A recent publication by Ms. Alessandra Perfetti, Dr. Fabio Martelli and colleagues (IRCCS Policlinico San Donato) piloted circulating miRNAs as putative biomarkers for DM1. Dysregulated miRNAs included miR-1, miR-27b, miR-133a/-133b, miR-140-3p, miR-206, miR-454 and miR-574. Elevated miRNAs correlated with impaired muscle strength and elevated MCK, and could readily distinguish DM1 (103 subjects) from controls (111). Some of the miRNAs identified in DM1 patient samples are non-specific in that they also are dysregulated in Duchenne (miR-1, mIR-206 and miR-133a/-133b), but that does not preclude their potential value as prognostic, predictive, PD or PK biomarkers in DM1. Before a biomarker can be qualified, more extensive studies must assess how this miRNA profile links to pathogenic or regenerative processes across multiple organ systems, and show if these miRNAs are suitable in tracking disease progression and/or drug efficacy.
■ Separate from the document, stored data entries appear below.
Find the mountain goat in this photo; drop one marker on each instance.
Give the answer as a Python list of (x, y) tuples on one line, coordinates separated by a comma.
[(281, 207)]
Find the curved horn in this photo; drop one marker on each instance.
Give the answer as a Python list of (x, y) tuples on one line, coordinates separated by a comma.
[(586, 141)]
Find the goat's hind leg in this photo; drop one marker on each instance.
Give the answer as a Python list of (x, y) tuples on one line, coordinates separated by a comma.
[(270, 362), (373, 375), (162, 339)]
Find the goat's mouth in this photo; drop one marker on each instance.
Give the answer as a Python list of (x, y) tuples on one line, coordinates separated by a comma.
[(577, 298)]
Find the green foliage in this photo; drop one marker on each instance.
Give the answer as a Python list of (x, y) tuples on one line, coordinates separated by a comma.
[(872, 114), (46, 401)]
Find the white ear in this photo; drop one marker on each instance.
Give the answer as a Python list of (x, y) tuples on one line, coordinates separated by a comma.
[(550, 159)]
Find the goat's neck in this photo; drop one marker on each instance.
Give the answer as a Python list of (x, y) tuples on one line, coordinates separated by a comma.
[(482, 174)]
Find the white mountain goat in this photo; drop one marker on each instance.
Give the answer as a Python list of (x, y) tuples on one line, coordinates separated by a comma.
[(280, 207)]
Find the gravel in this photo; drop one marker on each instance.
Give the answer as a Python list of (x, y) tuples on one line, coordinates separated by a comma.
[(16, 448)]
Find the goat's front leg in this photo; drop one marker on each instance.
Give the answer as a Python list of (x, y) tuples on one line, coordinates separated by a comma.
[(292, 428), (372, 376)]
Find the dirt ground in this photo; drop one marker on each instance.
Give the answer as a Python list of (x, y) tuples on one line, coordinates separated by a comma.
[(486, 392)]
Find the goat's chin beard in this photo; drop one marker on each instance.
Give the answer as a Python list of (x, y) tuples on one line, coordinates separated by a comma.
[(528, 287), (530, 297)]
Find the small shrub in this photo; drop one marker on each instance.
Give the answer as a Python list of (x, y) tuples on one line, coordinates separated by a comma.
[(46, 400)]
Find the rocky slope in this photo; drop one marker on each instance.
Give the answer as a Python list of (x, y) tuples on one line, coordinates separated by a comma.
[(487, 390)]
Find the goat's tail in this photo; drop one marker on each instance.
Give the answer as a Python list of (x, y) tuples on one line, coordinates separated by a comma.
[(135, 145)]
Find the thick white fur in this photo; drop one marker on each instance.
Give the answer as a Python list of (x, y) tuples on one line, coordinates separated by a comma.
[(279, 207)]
To achieve qualified DM biomarkers, we all must speak the same “BEST” language and assimilate, rather than silo, lessons learned from each study. But most of all, the DM research community must adopt a highly collaborative culture (valuing community needs over individual publications), since validated, quantitative assays, well-powered and phenotypically rich data sets and inter-site validation are essential in navigating the pathway to effective drug development tools.

Reference:

BEST (Biomarkers, EndpointS, and other Tools) Resource
FDA-NIH Biomarker Working Group.

Framework for Defining Evidentiary Criteria for Biomarker Qualification: Final Version. Evidentiary Criteria Writing Group

Validation of Plasma MicroRNAs as Biomarkers for Myotonic Dystrophy Type 1.
Perfetti A, Greco S, Cardani R, Fossati B, Cuomo G, Valaperta R, Ambrogi F, Cortese A, Botta A, Mignarri A, Santoro M, Gaetano C, Costa E, Dotti MT, Silvestri G, Massa R, Meola G, Martelli F.
Sci Rep. 2016 Dec 1;6:38174. doi: 10.1038/srep38174.